To look through these earlier Christmas Day schedules is often to see current approaches to linear TV Christmas programming in embryonic form. 1957 saw the first “proper” Christmas special of an ITV series, with The Christmas Present, a special festive episode of the Marius Goring-starring adventure series, The Scarlet Pimpernel. Positioned in the early evening, as a programme enjoyed by both children and adults, it was doing the same job Doctor Who was on BBC One 12 months ago.
Similarly, in 1958 ITV premiered The Maltese Falcon, a hugely popular film which was then only 15 years old, pointing the way to the channel’s dominance of Christmas viewing in later decades, when it used its greater spending power to purchase blockbusters: the 1984 Christmas Day premiere of Raiders of the Lost Ark, for example, or its three Eighties Christmas week premieres of what were then all of the Star Wars films, or its recent reliance on Harry Potter.
ITV must have some homegrown programming to rival EastEnders though? Oh, of course: Coronation Street. The senior soap.
Corrie’s first Christmas Day episode was way back In 1961, slightly more than a year after its own debut. It was a curious affair, with an Equity strike limiting the number of performers available to the production. A creative solution was found, with the episode concentrating on the preparation of Christmas dinners: the male characters were all off screen attending a football match as the street’s women did all the work.
Coronation Street’s Christmas Day episodes, which vary from high drama to variety and back again, would fill a book. Yet, while it is currently a Christmas Day fixture, it has been absent from the day itself on several occasions since 1961. In the whole of the seventies the soap only managed one Christmas episode, in 1972; and its current streak started in 1994, after EastEnders’. Nevertheless, its 37 (total) and 24 (continuous) make it ITV’s nearest equivalent to EastEnders in this, as in so many other ways.
That must be ITV’s best option, and it’s just fallen short. Is it worth looking at Channel 4? Probably not. Its best option is its Alternative Christmas Message, which has run non-stop since 1993: a bit better than Corrie, a bit worse than EastEnders.
But hang on, if the Alternative Christmas Message counts, then surely that to which it’s an alternative does too? There’s one thing that’s been on every Christmas Day for as long as anyone can remember.
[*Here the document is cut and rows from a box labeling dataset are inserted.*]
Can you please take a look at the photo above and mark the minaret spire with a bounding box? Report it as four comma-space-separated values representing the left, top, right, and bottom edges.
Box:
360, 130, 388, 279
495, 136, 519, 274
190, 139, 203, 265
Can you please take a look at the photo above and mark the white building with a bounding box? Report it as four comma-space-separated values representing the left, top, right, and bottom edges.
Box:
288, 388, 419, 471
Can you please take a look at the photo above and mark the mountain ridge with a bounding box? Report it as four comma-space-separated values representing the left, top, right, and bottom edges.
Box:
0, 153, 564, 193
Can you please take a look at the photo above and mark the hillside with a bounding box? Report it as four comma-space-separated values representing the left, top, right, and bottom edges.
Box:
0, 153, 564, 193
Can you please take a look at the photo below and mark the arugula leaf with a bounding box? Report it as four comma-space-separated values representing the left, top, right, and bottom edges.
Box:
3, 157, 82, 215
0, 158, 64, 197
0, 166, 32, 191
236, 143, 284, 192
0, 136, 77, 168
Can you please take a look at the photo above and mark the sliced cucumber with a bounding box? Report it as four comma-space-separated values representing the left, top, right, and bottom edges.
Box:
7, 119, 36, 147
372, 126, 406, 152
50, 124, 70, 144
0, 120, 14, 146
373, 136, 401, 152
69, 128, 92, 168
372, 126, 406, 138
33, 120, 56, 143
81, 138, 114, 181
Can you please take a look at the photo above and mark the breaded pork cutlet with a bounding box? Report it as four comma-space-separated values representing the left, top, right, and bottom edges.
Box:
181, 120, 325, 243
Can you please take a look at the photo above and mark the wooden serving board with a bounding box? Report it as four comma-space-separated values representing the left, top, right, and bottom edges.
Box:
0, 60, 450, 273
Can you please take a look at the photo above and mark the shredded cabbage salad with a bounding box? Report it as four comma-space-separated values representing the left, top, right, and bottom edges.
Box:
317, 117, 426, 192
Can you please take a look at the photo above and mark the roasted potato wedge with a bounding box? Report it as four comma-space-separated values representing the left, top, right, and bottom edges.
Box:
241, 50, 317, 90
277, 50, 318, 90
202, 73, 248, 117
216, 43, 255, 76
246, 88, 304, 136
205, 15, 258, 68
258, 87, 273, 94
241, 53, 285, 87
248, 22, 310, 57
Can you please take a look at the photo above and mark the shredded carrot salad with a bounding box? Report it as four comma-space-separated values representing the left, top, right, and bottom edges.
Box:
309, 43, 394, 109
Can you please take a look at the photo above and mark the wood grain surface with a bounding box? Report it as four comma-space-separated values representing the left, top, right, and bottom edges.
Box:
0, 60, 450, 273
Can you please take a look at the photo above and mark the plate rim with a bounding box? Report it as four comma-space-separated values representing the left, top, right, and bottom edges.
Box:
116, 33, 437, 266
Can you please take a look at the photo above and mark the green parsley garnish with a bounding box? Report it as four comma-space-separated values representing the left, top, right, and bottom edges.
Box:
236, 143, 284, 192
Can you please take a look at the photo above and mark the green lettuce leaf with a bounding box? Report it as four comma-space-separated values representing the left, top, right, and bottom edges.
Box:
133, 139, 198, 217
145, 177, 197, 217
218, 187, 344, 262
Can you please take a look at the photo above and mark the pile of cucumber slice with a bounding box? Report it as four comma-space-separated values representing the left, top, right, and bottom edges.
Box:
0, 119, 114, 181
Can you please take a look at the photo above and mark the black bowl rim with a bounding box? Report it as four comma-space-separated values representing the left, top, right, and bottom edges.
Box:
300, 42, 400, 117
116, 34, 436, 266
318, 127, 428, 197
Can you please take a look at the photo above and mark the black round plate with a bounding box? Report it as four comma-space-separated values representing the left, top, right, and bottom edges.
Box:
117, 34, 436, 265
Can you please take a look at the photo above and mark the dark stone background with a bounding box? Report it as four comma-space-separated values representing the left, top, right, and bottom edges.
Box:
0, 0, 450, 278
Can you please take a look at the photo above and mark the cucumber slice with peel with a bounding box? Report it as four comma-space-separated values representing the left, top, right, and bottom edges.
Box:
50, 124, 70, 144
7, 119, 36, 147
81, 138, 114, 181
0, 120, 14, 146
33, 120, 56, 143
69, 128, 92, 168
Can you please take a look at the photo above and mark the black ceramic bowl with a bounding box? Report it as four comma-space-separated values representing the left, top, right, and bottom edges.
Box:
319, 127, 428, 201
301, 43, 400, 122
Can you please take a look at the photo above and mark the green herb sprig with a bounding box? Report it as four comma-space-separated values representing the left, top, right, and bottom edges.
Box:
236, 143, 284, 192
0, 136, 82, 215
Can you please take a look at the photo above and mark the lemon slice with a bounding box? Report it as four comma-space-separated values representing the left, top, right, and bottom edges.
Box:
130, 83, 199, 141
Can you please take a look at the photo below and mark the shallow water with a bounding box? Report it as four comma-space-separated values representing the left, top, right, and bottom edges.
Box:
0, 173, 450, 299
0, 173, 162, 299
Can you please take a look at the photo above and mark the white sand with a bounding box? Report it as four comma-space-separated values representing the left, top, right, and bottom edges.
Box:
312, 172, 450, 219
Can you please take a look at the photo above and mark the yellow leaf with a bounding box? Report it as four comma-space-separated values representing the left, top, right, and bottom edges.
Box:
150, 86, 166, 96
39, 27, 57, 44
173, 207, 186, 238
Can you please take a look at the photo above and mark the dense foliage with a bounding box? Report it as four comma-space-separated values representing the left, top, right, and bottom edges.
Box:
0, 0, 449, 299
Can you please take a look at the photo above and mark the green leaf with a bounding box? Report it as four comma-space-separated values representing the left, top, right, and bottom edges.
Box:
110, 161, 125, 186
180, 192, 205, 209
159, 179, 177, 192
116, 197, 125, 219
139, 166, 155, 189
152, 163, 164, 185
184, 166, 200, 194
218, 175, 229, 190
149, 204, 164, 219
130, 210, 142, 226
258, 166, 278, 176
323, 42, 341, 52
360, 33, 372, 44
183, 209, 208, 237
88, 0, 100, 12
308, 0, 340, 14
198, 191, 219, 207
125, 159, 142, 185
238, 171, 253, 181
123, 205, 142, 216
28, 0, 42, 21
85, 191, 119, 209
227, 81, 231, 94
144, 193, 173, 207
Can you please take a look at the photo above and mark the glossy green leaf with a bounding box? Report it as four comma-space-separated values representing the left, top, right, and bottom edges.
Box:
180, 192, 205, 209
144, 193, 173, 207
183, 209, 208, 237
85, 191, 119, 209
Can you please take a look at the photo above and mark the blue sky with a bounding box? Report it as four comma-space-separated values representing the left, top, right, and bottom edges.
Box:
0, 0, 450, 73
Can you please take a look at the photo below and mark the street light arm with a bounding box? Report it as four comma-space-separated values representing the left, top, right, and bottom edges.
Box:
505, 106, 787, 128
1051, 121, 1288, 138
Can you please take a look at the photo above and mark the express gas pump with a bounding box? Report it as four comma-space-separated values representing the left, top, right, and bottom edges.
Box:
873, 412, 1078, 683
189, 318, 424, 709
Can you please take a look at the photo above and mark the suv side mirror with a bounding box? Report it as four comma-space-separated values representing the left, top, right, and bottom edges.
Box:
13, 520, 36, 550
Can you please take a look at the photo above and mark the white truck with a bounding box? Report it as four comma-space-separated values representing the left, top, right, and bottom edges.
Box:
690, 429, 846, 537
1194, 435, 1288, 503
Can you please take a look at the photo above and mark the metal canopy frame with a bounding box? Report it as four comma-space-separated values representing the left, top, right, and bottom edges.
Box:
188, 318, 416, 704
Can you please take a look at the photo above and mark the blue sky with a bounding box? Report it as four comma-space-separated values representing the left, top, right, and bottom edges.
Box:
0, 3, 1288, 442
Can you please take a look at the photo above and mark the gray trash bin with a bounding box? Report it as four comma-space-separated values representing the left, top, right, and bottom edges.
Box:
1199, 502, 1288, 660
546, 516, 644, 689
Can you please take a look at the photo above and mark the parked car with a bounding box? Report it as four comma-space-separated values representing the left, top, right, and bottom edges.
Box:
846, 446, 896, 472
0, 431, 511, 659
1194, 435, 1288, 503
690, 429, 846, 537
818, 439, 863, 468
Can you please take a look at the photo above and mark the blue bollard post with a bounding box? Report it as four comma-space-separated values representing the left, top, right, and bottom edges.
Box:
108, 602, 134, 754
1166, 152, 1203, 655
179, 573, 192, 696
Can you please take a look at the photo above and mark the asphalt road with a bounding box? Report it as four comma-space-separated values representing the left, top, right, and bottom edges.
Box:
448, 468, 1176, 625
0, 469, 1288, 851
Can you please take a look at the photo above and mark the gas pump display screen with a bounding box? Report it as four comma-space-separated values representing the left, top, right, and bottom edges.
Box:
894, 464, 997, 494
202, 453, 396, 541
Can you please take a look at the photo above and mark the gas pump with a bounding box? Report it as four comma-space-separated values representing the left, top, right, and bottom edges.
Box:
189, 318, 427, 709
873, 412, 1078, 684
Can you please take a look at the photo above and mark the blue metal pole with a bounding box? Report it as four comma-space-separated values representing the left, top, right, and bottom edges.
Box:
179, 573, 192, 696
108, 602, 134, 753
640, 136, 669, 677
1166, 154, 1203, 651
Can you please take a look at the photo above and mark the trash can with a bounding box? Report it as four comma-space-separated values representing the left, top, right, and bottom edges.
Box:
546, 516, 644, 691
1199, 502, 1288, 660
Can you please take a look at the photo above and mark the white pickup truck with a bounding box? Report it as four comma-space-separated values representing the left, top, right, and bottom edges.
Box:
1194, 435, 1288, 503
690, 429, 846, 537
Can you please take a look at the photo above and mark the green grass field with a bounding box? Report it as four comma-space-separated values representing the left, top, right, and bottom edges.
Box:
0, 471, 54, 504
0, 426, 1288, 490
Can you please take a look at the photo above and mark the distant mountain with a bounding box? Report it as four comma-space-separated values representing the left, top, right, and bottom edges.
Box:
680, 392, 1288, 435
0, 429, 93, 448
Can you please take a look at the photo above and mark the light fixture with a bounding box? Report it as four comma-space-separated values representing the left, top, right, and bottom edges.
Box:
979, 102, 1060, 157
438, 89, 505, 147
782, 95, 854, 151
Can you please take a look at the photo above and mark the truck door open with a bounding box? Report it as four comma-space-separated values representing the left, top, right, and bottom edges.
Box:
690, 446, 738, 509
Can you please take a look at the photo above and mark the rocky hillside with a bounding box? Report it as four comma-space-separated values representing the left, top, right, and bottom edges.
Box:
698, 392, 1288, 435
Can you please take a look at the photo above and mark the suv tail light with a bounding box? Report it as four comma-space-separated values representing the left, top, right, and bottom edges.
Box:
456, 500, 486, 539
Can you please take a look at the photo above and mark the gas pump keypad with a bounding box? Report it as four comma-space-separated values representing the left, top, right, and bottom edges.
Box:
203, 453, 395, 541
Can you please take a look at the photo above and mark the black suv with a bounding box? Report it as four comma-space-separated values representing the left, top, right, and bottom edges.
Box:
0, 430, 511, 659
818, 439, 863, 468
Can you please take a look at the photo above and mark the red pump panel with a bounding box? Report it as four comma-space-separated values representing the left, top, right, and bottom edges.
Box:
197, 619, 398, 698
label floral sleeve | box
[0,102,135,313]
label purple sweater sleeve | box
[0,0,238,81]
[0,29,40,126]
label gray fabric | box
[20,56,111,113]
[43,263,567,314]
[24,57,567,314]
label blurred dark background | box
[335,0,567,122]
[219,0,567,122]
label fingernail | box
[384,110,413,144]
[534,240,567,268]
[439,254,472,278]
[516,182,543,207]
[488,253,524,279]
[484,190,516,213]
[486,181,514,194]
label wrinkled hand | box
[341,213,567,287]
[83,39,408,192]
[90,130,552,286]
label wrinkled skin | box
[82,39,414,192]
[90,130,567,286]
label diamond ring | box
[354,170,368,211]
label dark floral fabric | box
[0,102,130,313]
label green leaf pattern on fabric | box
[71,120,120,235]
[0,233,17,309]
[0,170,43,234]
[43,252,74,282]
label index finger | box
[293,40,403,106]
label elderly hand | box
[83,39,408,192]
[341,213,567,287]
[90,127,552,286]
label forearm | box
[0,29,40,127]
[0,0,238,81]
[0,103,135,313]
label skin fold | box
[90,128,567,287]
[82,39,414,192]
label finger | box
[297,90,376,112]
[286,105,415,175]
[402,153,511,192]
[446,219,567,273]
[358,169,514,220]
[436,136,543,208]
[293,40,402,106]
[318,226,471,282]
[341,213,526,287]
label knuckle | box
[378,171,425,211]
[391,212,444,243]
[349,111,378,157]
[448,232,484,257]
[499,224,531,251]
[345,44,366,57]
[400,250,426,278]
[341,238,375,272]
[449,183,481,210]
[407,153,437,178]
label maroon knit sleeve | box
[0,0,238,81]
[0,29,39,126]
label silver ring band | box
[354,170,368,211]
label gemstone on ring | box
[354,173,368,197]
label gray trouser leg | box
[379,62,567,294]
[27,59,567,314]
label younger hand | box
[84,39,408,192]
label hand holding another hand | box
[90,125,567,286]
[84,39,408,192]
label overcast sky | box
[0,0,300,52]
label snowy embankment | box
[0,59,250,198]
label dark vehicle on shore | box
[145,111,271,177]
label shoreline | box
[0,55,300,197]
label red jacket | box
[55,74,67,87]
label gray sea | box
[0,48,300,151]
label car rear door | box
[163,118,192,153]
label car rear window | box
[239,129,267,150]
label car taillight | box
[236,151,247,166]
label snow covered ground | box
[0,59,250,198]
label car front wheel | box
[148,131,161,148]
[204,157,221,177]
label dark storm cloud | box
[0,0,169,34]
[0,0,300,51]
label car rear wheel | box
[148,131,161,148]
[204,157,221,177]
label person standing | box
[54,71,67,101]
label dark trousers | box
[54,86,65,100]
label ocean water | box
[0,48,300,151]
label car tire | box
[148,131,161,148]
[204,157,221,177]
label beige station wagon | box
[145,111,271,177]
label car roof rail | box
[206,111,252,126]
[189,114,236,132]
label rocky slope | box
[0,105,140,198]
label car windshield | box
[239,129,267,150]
The Queen’s Christmas Message (usually simply referred to in listings as simply “Her Majesty The Queen”) has been on both BBC and ITV simultaneously since 1957, with the curious exception of 1969. Before that, it was on the radio – with both BBC TV (from 1952) and ITV (from 1955) choosing, in the years immediately before the speech transitioned to the visual medium, to broadcast the BBC radio signal as a special “sound-only television programme”, to quote a 1956 issue of TV Times.
If that’s a television series, and I don’t really think you can argue that it isn’t, then that means that, even with that blip at the end of the sixties, HMQ has a clear uninterrupted run of 49 years of Christmas specials, with her total number of Christmas Day specials coming in at 66. EastEnders has no answer to that, and it beats everything I’ve dismissed, ignored or not included too.
When it comes to records of longevity, Elizabeth II is the only surefire way to beat the Queen Vic.